Risk tolerance is a subjective concept relating to the emotional or psychological aspect of risk and the extent to which a person is ‘willing’ to accept risk and the possibility of suffering financial loss for a possible higher investment gain. It also relates to resilience and the patience needed to be able to withstand investor uncertainty and volatile financial market conditions. Those with a lower tolerance for uncertainty tend to panic and may resort to selling at the wrong time and jeopardising the potential of the long-term investment strategy.
In the same way that risk tolerance differs from person to person, it may also vary during the lifetime of an individual depending on age, family scenario, income and financial goals.
It is the skill of the expert financial planner to blend these three elements of risk to customise investment strategies to suit each individual investor
Risk capacity looks at the extent to which an investor’s financial plan is strong enough to withstand certain negative events without entirely derailing their important investment goals. Investors with larger portfolios are more likely to have the capacity to take on greater investment risk and volatility.
Risk required refers to the level of risk that needs to be applied in the selection of the financial products that are chosen to meet the client’s financial goals.
It is the skill of the expert financial planner to blend these three elements of risk; risk tolerance (the human emotional element), risk capacity (total available financial resources) and risk required (financial goal aspect) to customise investment strategies to suit each individual investor with a view to achieving their investment goals.
Left alone, investors can become fearful in the face of short-term losses and sell when an advisor should coach them to hold their investment for the long run. Similarly, boosted by the confidence a star performing investment inspires, inexperienced investors often buy ‘yesterday’s winners’ at the top of the market. The result of unmanaged risk can have a disastrous effect on finances.

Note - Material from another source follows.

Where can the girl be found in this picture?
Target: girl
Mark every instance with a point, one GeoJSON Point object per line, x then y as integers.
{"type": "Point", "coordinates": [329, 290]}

‘Following the herd’ is probably not in the best interests of financial survival
Most of us can recognise the pattern and can remember examples: the euphoria as everyone clambered to buy dot-com shares as the market peaked only to watch them fall like a lead balloon. We can’t blame ourselves. The ‘follow the herd’ mentality is hard wired into our psyche and ensured the survival of the species over millennia. But that is precisely why a partnership with a professional independent advisor is so valuable to successful long-term investing.